Atlas warns of AI reputation breach for businesses
Fri, 1st May 2026 (Today)
Atlas Digital has reported widespread inaccuracies in how businesses are represented on major artificial intelligence platforms, with audits finding the problem across SaaS, technology and financial services brands.
The findings point to what Atlas calls an “AI reputation breach”, where services such as ChatGPT, Google Gemini, Perplexity AI and Claude generate information about companies that is incorrect, outdated or misleading. In Atlas's review, 72 per cent of brands had at least one factual error in AI-generated responses, while 70 per cent did not appear in AI recommendations for their own category.
The research adds to concerns that AI tools are becoming a new layer of public-facing information without the checks businesses would normally expect from search listings, company profiles or media coverage. According to Atlas, this can affect reputation and, in some cases, compliance, without a business being aware of the issue.

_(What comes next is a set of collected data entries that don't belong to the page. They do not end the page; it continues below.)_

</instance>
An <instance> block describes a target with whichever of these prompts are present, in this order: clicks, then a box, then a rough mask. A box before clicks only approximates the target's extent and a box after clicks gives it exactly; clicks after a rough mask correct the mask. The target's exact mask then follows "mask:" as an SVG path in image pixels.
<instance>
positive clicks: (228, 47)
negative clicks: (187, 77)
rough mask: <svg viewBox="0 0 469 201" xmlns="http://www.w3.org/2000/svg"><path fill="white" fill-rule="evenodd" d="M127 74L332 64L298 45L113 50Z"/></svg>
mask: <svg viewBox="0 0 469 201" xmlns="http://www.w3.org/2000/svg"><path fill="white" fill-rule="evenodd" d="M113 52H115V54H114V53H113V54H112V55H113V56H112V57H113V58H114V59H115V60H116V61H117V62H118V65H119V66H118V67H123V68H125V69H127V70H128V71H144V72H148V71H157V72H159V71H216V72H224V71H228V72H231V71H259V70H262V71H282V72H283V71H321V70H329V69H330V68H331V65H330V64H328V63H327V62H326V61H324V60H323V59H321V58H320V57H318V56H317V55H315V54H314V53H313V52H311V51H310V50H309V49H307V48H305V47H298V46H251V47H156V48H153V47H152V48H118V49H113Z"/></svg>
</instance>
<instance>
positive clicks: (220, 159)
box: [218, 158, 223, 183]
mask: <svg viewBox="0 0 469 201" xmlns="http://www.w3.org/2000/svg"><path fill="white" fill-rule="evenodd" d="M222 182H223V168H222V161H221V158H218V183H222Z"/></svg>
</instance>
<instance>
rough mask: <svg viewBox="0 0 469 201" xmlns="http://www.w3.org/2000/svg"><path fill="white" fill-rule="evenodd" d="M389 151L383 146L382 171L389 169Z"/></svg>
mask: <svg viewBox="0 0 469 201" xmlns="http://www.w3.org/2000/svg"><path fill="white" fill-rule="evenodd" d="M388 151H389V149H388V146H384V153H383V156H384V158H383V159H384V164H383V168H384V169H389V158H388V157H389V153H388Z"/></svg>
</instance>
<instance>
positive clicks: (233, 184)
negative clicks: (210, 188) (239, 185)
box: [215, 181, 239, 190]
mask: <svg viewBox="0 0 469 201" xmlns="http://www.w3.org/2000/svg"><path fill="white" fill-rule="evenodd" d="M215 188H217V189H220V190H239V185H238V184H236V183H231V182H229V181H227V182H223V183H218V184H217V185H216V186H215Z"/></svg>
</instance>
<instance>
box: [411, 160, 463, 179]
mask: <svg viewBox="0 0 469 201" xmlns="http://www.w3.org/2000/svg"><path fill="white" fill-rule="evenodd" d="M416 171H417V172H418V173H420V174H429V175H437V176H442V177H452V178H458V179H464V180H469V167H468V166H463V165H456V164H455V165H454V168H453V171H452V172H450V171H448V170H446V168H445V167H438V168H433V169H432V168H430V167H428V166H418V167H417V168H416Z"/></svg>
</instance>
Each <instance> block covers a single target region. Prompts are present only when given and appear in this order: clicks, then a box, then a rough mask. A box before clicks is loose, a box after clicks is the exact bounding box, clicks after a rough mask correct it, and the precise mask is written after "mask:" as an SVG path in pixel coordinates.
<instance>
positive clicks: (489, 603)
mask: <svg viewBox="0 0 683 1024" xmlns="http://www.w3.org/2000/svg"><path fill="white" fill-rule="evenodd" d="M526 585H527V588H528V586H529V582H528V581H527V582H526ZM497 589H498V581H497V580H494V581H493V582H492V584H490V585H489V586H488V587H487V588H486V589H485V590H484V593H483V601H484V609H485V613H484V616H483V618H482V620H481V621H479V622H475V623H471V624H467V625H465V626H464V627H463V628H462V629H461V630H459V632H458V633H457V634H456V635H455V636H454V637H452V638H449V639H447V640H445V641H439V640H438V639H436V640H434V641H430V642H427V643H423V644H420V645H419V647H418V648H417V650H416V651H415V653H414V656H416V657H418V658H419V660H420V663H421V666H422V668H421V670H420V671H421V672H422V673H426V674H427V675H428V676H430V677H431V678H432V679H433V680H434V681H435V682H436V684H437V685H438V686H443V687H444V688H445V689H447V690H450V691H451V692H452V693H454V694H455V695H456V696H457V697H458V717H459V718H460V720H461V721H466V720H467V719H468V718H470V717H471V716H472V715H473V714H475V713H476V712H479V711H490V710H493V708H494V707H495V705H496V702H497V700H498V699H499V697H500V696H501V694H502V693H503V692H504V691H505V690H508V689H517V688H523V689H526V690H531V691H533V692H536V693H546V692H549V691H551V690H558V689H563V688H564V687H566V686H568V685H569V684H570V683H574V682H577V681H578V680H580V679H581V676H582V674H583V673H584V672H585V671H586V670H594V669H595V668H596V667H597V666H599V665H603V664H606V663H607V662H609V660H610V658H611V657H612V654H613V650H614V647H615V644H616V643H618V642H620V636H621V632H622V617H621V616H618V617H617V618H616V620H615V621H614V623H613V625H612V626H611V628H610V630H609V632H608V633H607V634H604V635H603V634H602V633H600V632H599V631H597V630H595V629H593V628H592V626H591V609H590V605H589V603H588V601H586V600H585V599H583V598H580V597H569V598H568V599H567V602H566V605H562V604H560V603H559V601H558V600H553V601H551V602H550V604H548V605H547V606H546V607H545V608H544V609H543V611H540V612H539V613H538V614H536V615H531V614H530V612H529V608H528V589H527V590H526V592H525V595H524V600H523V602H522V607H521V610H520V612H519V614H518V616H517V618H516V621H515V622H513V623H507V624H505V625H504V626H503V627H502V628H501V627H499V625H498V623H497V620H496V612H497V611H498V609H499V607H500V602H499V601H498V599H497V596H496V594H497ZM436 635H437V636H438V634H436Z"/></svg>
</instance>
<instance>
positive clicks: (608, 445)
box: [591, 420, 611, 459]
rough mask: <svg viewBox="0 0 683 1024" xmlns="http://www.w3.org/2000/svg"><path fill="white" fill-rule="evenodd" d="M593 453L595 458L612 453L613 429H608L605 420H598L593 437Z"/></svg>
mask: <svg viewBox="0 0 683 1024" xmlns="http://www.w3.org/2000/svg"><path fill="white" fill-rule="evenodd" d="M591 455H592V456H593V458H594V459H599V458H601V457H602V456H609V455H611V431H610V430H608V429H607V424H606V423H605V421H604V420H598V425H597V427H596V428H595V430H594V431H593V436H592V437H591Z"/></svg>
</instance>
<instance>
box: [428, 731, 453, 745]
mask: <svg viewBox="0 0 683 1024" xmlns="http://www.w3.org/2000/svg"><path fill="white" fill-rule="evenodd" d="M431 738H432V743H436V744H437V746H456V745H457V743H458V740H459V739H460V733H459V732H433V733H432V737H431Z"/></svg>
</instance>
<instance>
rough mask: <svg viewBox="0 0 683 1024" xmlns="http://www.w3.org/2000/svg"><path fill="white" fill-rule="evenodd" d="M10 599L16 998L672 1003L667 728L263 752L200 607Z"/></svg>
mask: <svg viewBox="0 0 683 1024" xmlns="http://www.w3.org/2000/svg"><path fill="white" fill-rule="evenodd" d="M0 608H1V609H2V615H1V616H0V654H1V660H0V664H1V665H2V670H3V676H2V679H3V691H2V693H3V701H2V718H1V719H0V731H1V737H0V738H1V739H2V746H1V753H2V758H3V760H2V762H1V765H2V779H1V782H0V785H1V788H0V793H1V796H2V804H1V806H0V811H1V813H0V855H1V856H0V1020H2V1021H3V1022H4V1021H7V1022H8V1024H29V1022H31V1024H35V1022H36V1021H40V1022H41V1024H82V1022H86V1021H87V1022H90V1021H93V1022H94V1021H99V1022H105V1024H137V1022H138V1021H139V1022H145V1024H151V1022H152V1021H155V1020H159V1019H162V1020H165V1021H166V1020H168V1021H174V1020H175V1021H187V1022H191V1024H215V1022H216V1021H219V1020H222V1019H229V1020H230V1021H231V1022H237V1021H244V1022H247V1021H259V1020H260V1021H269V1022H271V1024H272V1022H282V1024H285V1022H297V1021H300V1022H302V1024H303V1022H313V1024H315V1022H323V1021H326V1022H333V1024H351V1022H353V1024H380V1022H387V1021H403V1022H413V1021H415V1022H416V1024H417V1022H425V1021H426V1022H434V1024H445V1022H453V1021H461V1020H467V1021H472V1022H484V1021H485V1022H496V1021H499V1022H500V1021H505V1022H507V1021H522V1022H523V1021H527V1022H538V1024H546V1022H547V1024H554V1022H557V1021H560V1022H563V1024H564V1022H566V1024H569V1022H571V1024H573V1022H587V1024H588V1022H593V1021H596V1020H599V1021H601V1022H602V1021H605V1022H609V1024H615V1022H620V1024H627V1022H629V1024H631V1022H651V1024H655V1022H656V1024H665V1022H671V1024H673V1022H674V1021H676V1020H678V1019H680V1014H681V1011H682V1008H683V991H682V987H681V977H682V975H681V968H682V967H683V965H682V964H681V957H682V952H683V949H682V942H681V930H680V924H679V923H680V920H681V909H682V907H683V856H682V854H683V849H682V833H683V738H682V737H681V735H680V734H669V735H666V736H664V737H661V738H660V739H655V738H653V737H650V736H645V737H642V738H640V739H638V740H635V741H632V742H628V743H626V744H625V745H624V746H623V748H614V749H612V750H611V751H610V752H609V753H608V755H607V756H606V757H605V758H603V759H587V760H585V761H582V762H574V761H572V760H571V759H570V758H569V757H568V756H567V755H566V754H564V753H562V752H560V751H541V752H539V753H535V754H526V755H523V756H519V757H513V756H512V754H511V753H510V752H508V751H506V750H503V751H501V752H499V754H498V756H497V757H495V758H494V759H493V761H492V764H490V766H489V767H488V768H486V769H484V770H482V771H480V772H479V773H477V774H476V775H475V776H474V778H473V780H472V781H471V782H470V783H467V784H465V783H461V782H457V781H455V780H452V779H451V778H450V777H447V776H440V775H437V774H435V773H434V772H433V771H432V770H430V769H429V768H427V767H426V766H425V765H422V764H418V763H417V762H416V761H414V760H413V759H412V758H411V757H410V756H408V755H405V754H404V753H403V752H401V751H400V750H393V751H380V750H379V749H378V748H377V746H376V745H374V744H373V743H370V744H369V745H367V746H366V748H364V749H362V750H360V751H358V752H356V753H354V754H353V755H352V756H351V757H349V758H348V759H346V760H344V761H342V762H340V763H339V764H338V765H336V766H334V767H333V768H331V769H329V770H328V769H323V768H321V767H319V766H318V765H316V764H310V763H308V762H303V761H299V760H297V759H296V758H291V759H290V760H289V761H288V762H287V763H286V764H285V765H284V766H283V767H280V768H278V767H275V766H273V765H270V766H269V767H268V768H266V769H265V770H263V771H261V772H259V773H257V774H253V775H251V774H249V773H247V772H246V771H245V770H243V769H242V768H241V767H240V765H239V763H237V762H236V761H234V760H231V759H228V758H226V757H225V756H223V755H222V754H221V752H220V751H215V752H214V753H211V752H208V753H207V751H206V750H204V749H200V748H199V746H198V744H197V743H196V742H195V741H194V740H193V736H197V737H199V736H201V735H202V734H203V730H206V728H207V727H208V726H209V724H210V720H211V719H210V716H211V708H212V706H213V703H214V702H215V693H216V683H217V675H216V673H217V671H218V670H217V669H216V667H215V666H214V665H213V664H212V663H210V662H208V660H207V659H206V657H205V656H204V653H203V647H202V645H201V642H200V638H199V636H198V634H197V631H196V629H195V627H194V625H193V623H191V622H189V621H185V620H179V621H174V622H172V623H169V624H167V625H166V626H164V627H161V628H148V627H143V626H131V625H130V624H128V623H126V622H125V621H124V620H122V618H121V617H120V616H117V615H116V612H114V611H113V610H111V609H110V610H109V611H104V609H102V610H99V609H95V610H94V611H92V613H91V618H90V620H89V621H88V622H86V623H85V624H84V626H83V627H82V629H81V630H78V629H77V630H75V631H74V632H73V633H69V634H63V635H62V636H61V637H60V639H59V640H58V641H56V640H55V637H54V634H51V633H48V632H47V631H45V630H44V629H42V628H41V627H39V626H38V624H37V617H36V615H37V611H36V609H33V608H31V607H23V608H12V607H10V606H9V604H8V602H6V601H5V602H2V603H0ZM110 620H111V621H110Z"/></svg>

One factor heightening the risk is user behaviour. More than 80 per cent of people do not check the accuracy of AI-generated information, according to data cited by Atlas, meaning incorrect answers can influence decisions without further verification.
Audit findings
The issue was especially pronounced among businesses with more complex products or services, and among companies that had recently changed their branding or market positioning. In one example from the analysis, a technology company had just 44 per cent accuracy in AI-generated descriptions of its business.
That company was represented across 31 third-party platforms, and Atlas found outdated or incorrect information on every one of them. In another case involving a financial services firm, AI-generated descriptions included fabricated policies, incorrect products and fees that did not exist.
Those examples reflect a broader concern for sectors where precision matters. Financial services groups, software providers and other companies selling specialist products often rely on clear, current descriptions of what they do, what they charge and how they differ from rivals.
Ryan McMillan, Founder and Chief Executive Officer of Atlas Digital, said the shift in consumer behaviour has raised the commercial stakes for businesses that are not monitoring AI-generated results.
“AI is now a front door to decision-making, but it's not always getting the facts right,” McMillan said.
“There's no alert, no complaint. The customer simply chooses a competitor, and the impact goes unseen.”
Growing influence
Atlas argues the commercial effect of these errors is increasing as AI systems become more widely used in search and product discovery. ChatGPT reaches more than 900 million weekly users, while Google's AI Overviews are seen by more than two billion people globally, according to figures cited by the company.
Atlas also pointed to rising traffic from AI services to company websites in Australia, saying referral traffic has climbed 1,200 per cent year on year. Nearly half of consumers now use AI to inform purchasing decisions, based on the figures it cited.
Alla Lvovich, Organic Product Lead at Atlas Digital, said the link between AI answers and revenue is becoming clearer for businesses.
“ChatGPT alone now reaches more than 900 million weekly users, while Google's AI Overviews are seen by more than two billion people globally. In Australia, AI referral traffic to websites has increased by 1,200 per cent year on year.
“Nearly half of consumers now use AI to inform purchasing decisions, and that behaviour is translating into revenue. AI-driven traffic converts at between 12 and 17 per cent, compared with around 3 per cent for traditional search, meaning inaccuracies are more likely to directly impact sales,” she said.
Atlas also cited hallucination rates across major AI models ranging from 15 to 52 per cent, with false claims sometimes repeated and reinforced over time. This can create persistent errors in how a business is described, particularly when incorrect information is picked up across multiple sources.
Corporate response
Businesses are beginning to treat the issue as more than a marketing concern. Atlas said 72 per cent of S&P 500 companies now disclose AI-related risks in annual reports, up from 12 per cent in 2023, suggesting boards and investors are paying closer attention to misinformation generated by AI systems.
McMillan said companies should treat AI visibility and accuracy as a central commercial issue rather than a secondary communications task.
“This is where cybersecurity was a decade ago. It's not just a marketing issue, it's a genuine business risk,” McMillan said.
“But for companies that get it right, it's also a competitive advantage. If AI is shaping customer decisions, then actively managing how your business is represented becomes critical.”